Department of Decorative Arts
Walking through the Napoleon III apartments—both a testimony to and testament of Old Regime extravagance—helps us to envisage how humans used to entertain themselves: that is, in the company of other humans. The presence of machines was limited to the rarest of occasions. For example, the taking of a photograph was reserved for exceptional and therefore special events. The apartments are located at the heart of the Department of Decorative Arts, which encompasses all kind of crafts and materials, from jewellery and ceramics to furniture and tapestry.
One hundred and fifty years later, humans have switched up the pace. Theirs is the era of immediacy— that is, a time lacking in time—and as such, photography has become the blood that circulates through the veins of our social networks. Watching a video even a couple of minutes long has become an ascetic exercise requiring the kinds of discipline and training monks employ to reach a higher state of mind, an epiphany. And reading a book, whether in paper or electronic form, has become a test of true determination in an environment in which the distractions produced by so many devices would have stopped Ulysses tying himself to the ship’s mast; would have made sure he paid no attention at all to the sirens’ song. Men, like cockroaches, boast astonishing powers of adaptation. However, the logic of their devices teaches them to act according to the action/reaction rule: any time for reflection has disappeared. And without it, the cyborg becomes a predictable piece of data, a replaceable good, a piece of code that thinks it has a life of its own.
Detox Exercises aim to question the technological inebriation we currently experience in our daily lives, and to promote attitudes that allow us to reflect on how we experience art, and to achieve a responsible use of technology.

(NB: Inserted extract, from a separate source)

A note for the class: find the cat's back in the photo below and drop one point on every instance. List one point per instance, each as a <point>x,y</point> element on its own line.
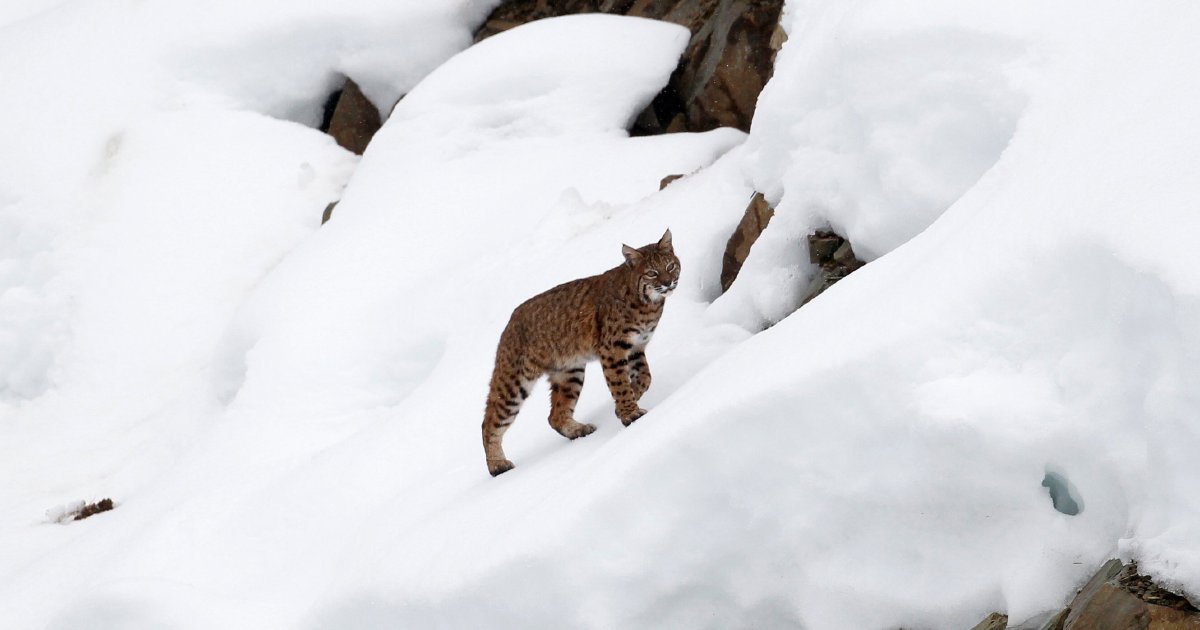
<point>561,318</point>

The exhibition program includes more than 40 detox exercises.
- Containment Exercise:
Visit a museum and look at one artwork. Just one.
- Discovery Exercise:
Go to a museum and follow the first group you see. Every time you cross paths with a new group, follow it, leaving the previous one behind. Repeat the action indefinitely. Look at what the people in each group are looking at and take photographs—if permitted—of everything you see. The exercise is over when a group leads you to the museum’s exit. Go back the following day and repeat the game. You can also play with fellow visitors –each of them must begin following different groups.
- Empathy Exercise:
Approach a museum guard and ask him or her what their favourite artwork is. If possible, also ask why. Look for that work in the museum. Repeat the exercise with all the guards you come across. Write down the name/title of every artwork, and—if permitted—photograph them. Publish a guide or a poster including the photographs and the guards’ words. Visit the museum and gift one copy to every guard in the room. You might call it: “Artworks loved in secret”.